Questo nonostante la percezione degli addetti ai lavori: «L’anno scorso – racconta Teresa Cilla, referente dei parrucchieri per Cna provinciale – hanno chiuso un’ottantina di negozi».

Ma non tutti lo hanno fatto per terminare l’attività, come sottolinea Evelina Bracalente, referente Cna provinciale per gli estetisti: «Le tasse hanno raggiunto il 70% del fatturato. La concorrenza vera, nel mio settore, più che dagli stranieri arrivano dalle italiane che chiudono il negozio per proseguire con l’attività porta a porta. Ovviamente in nero».

I dati dell’ente camerale milanese corrispondono alla ricerca dell’Ufficio Studi di Confartigianato Imprese Varese, che riporta come nel 2013, in provincia di Varese ci fossero 3.175 imprese artigiane gestite da stranieri, il 14,1% del totale delle aziende artigiane dell’intera provincia.

I tre quarti di queste operano nel settore delle costruzioni. Il restante 25% si divide equamente tra il settore manifatturiero, i servizi alle imprese e i servizi alle persone (8,5% circa).
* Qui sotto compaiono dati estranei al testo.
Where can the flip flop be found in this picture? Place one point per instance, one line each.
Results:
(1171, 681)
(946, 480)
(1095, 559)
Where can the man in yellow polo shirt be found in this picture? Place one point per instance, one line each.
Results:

«In un mondo ormai globalizzato e in continuo cambiamento, è normale e giusto che ci sia piena concorrenza – dice Davide Galli, presidente di Confartigianato Imprese Varese – Sia tra imprenditori che tra lavoratori di diverse nazionalità. Deve essere però regolata dagli organi di controllo deputati, a parità di adempimenti, accertamenti, verifiche e correttezza. E questo per evitare, ovviamente, eventuali distorsioni del mercato».

Secondo il presidente di Confartigianato, per recuperare terreno l’unica alternativa è investire sui giovani italiani, che sembrano non essere più interessati a certi tipi di attività manuali: «La carta vincente per il futuro sarà la flessibilità – conclude Galli – non solo occupazionale, ma soprattutto mentale. Non si possono quindi rinviare le scelte in tema, ad esempio, di alternanza scuola-lavoro, riforma dell’apprendistato e in generale formazione dei ragazzi “sul campo”, facendo loro incontrare il prima possibile il “vero” mondo del lavoro, oltre le aule e le cattedre».